Hip to be Zen

January 27, 2010

A Stonehill Alumni Magazine interview with Religious Studies Professor Chris Ives, author of the new book "Imperial Way Zen."

Many people imagine Zen- a strand of Buddhism- as a loose collection of poets, hermits and eccentrics, playfully free from conventional morality.

While these representations may hold sway in the popular imagination, history presents a different picture. Zen leaders, for example, displayed zealous nationalism in Japan during World War II, and in his recent book, Imperial-Way Zen, Professor of Religious Studies Christopher Ives (above) explores the ethical issues around this historical record.

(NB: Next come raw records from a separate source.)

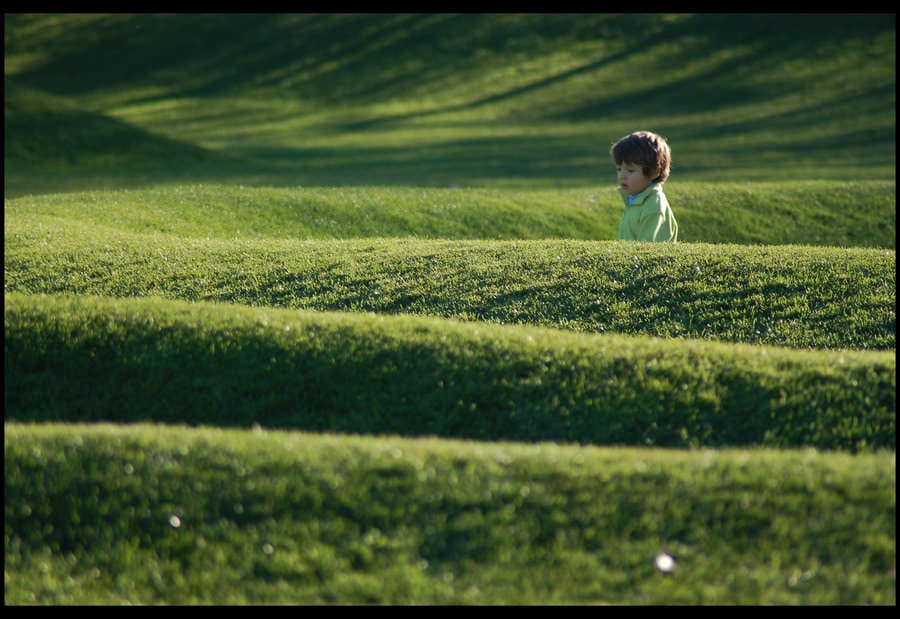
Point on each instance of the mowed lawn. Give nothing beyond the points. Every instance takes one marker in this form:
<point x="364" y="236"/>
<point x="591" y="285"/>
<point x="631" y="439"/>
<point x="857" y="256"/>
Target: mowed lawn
<point x="328" y="309"/>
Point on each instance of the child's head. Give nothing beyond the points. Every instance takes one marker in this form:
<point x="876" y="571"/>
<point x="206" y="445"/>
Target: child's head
<point x="647" y="150"/>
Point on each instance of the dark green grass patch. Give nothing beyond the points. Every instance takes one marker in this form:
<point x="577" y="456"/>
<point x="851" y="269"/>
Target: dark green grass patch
<point x="172" y="515"/>
<point x="78" y="358"/>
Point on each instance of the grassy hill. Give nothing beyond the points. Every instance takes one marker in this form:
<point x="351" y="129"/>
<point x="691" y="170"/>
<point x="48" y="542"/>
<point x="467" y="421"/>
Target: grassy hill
<point x="471" y="99"/>
<point x="326" y="309"/>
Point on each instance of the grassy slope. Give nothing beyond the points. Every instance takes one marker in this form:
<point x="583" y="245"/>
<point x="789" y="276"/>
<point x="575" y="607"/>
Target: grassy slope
<point x="506" y="101"/>
<point x="80" y="358"/>
<point x="801" y="297"/>
<point x="509" y="100"/>
<point x="153" y="514"/>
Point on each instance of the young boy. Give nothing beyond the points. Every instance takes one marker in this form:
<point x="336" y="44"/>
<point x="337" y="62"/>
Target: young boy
<point x="642" y="165"/>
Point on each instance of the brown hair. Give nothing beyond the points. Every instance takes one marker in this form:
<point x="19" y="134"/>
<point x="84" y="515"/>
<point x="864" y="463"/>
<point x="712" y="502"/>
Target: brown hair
<point x="646" y="149"/>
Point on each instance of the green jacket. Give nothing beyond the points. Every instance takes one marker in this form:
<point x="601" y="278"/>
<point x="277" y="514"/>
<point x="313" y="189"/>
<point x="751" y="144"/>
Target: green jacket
<point x="648" y="218"/>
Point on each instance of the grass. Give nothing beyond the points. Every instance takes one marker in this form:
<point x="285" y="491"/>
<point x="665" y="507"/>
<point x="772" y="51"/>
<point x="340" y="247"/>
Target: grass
<point x="94" y="359"/>
<point x="326" y="309"/>
<point x="217" y="516"/>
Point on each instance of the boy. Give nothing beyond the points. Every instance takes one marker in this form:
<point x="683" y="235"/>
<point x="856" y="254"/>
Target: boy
<point x="642" y="166"/>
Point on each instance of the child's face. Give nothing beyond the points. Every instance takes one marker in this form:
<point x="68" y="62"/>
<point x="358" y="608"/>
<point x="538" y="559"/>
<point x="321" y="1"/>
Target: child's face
<point x="631" y="178"/>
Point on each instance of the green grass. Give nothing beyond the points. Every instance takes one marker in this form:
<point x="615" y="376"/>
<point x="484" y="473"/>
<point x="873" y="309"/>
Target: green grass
<point x="525" y="101"/>
<point x="79" y="358"/>
<point x="265" y="272"/>
<point x="171" y="515"/>
<point x="796" y="296"/>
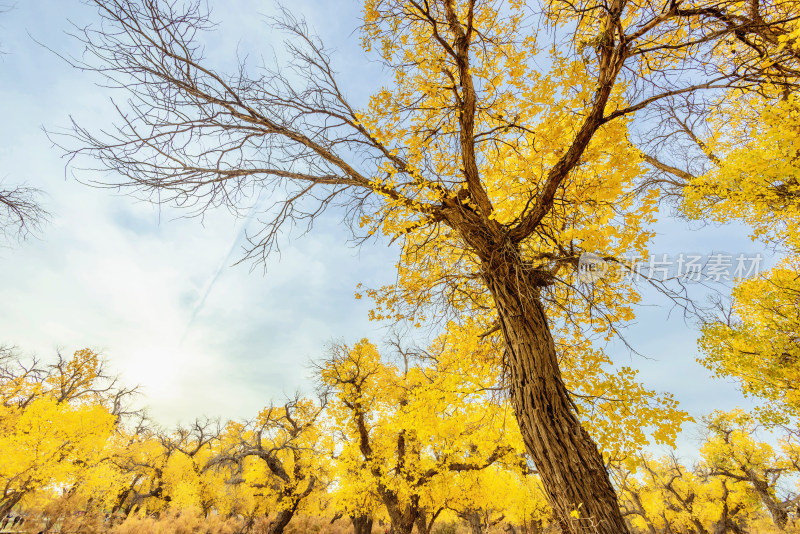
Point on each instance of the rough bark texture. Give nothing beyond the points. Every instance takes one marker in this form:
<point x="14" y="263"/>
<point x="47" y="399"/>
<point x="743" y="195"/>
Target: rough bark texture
<point x="780" y="516"/>
<point x="362" y="524"/>
<point x="475" y="522"/>
<point x="566" y="457"/>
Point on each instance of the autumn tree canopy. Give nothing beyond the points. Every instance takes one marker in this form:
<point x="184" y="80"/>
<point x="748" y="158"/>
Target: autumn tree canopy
<point x="498" y="154"/>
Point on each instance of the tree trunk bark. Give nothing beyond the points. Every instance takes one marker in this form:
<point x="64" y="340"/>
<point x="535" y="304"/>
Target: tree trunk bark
<point x="570" y="466"/>
<point x="279" y="524"/>
<point x="779" y="515"/>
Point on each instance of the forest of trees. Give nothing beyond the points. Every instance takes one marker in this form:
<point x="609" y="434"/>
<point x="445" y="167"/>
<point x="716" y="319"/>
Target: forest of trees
<point x="413" y="441"/>
<point x="512" y="139"/>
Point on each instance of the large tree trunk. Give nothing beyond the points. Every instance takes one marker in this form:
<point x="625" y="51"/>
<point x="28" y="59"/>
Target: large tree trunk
<point x="779" y="515"/>
<point x="278" y="525"/>
<point x="567" y="459"/>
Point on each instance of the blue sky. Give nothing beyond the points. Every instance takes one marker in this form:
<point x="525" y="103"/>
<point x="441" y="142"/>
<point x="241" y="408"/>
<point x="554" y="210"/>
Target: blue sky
<point x="117" y="275"/>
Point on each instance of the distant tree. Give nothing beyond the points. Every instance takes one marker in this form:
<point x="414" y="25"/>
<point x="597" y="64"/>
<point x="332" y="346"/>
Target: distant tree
<point x="496" y="156"/>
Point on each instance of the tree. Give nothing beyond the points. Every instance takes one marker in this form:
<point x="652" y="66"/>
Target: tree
<point x="496" y="172"/>
<point x="407" y="429"/>
<point x="20" y="211"/>
<point x="282" y="456"/>
<point x="672" y="498"/>
<point x="731" y="451"/>
<point x="55" y="421"/>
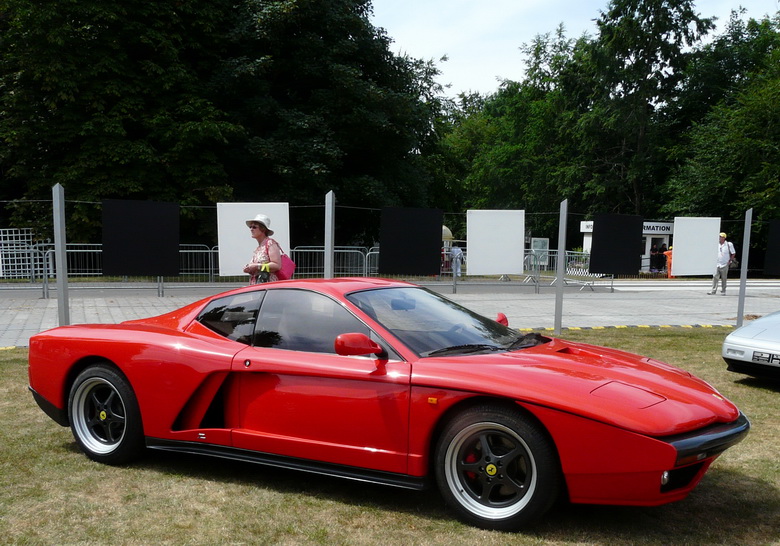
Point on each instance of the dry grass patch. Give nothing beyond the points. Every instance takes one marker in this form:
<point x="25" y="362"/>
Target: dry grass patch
<point x="53" y="494"/>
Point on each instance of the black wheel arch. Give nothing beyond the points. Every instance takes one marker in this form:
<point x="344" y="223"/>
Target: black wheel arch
<point x="78" y="367"/>
<point x="457" y="409"/>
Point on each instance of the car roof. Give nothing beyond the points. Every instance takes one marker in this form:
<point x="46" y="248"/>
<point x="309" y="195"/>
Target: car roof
<point x="338" y="286"/>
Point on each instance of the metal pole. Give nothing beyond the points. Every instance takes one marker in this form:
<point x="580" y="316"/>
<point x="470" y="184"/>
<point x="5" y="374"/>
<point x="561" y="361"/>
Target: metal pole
<point x="561" y="266"/>
<point x="330" y="234"/>
<point x="743" y="270"/>
<point x="60" y="254"/>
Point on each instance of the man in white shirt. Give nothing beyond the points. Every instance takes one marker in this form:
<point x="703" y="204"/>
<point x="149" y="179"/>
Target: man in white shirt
<point x="726" y="254"/>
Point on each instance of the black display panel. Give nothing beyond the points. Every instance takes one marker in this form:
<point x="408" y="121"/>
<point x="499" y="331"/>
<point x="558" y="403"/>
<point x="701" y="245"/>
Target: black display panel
<point x="140" y="238"/>
<point x="616" y="248"/>
<point x="772" y="256"/>
<point x="410" y="241"/>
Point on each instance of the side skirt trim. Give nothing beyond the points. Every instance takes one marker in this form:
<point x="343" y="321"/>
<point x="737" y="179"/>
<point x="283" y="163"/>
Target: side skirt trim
<point x="327" y="469"/>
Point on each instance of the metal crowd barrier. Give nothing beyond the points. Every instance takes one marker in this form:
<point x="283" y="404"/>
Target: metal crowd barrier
<point x="35" y="264"/>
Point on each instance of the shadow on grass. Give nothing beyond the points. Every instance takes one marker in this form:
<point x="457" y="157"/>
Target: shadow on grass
<point x="728" y="507"/>
<point x="768" y="384"/>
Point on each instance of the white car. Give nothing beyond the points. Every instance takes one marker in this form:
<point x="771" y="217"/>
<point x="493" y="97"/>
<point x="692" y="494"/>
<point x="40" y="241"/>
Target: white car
<point x="754" y="349"/>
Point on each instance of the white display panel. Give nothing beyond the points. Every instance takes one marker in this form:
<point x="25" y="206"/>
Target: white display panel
<point x="695" y="246"/>
<point x="234" y="238"/>
<point x="495" y="242"/>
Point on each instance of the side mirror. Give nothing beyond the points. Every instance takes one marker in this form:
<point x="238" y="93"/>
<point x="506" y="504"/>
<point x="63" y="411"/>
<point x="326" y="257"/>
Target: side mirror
<point x="356" y="345"/>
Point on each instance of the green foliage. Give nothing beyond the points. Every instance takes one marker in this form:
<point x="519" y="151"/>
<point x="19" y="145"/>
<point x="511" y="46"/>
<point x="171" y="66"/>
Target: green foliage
<point x="108" y="99"/>
<point x="735" y="163"/>
<point x="204" y="101"/>
<point x="606" y="122"/>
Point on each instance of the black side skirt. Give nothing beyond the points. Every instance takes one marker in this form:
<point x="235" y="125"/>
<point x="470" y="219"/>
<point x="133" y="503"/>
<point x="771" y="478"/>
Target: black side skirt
<point x="292" y="463"/>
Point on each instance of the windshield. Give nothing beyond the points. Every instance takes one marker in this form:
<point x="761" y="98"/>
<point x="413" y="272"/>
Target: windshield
<point x="431" y="325"/>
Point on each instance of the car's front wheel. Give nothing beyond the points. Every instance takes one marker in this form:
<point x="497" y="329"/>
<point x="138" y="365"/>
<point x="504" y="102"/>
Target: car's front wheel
<point x="104" y="415"/>
<point x="496" y="468"/>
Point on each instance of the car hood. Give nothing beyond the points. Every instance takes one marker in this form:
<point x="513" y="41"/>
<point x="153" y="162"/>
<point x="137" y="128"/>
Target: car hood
<point x="766" y="329"/>
<point x="615" y="387"/>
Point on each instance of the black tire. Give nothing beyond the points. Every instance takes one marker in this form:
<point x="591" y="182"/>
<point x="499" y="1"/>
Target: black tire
<point x="104" y="416"/>
<point x="497" y="469"/>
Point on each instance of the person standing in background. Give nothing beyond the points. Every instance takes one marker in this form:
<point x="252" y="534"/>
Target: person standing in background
<point x="268" y="252"/>
<point x="726" y="254"/>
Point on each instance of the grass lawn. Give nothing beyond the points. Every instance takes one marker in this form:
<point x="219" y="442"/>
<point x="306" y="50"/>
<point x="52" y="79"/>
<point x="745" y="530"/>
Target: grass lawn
<point x="52" y="494"/>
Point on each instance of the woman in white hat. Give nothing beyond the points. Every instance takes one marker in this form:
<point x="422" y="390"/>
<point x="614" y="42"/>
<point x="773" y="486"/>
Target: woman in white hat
<point x="268" y="251"/>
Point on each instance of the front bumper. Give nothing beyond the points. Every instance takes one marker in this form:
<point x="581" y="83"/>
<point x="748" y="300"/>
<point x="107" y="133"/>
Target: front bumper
<point x="708" y="442"/>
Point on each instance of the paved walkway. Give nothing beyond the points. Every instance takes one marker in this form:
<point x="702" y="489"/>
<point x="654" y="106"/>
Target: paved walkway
<point x="25" y="312"/>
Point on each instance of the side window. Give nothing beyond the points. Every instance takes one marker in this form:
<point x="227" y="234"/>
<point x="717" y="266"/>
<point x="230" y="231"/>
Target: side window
<point x="299" y="320"/>
<point x="234" y="316"/>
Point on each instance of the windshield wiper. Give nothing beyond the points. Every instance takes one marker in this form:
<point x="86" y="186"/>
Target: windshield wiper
<point x="463" y="349"/>
<point x="528" y="340"/>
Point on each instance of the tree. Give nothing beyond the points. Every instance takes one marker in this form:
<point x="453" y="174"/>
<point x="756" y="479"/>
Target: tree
<point x="639" y="56"/>
<point x="208" y="100"/>
<point x="735" y="163"/>
<point x="108" y="99"/>
<point x="325" y="106"/>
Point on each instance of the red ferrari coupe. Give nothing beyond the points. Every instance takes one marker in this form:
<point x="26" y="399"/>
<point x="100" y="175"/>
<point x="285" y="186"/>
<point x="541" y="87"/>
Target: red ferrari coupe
<point x="391" y="383"/>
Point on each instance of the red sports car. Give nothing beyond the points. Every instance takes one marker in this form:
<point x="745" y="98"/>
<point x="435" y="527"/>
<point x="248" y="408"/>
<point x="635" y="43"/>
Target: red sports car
<point x="387" y="382"/>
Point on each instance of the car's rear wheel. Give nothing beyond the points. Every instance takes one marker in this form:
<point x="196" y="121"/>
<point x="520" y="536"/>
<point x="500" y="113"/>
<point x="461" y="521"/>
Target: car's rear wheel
<point x="104" y="415"/>
<point x="496" y="468"/>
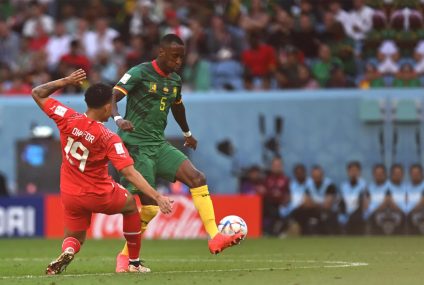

Today, Zen has become a popular notion- even a buzzword- in the Western world to describe cleaning products, spa packages and home accessories. SAM asked Ives to clarify some of the common, more mainstream conceptions of Zen.

SAM: Why has the idea of Zen become increasingly popular to Westerners?

Ives: In the 1960s, many people who had been brought up in Christian and Jewish traditions found themselves disenchanted with those religions and turned to Zen and other Asian religions as an alternative. They were looking for a religious path that emphasized meditation, mystical experience, closeness to nature and egalitarian forms of community.

Ironically, though some Zen temples that have been founded since the 1960s do indeed emphasize these things, traditional Zen has featured the kind of formality, ritualism, authoritarianism and institutional conservatism that those seekers ascribed t Christianity and Judaism.

SAM: What is the connection between Zen and the natural world?

Ives: In addition to the prominence of natural images and symbolism in its poetry and painting, Zen revolves around a set of doctrines and practices that subvert human estrangement from nature and the domination of nature.

For example, Zen calls into question the dualism between self and nature and offers meditative disciplines that foster a realization of how thoroughly embedded we are in nature. Zen teaches that we are one form of nature, living and dying in interrelationship with other things and dependent on many of them for our healthy existence.

SAM: Zen is a concept that is used in product marketing as well as an adjective to describe elements of design and landscaping. Would Zen principles support this type of common use?

Ives: In some cases, the term "Zen" has been used as an adjective in novel ways that at least seem partly congruent with the religion's doctrines or aesthetic. For example, when people use the term to describe natural or minimalist décor.

In other cases, people use "Zen" in ways that stretch its meaning beyond anything related to the religion, turning it into a hip signifier that has little specific meaning beyond its exotic cachet. With Zen's traditional value system emphasizing simplicity, nonattachment and relinquishment of selfish desire, it is ironic how Zen has been used to market goods that satisfy certain artificial, consumerist "wants" as opposed to basic human needs.

This piece appeared in the Stonehill Alumni Magazine Summer/Fall 2009 issue.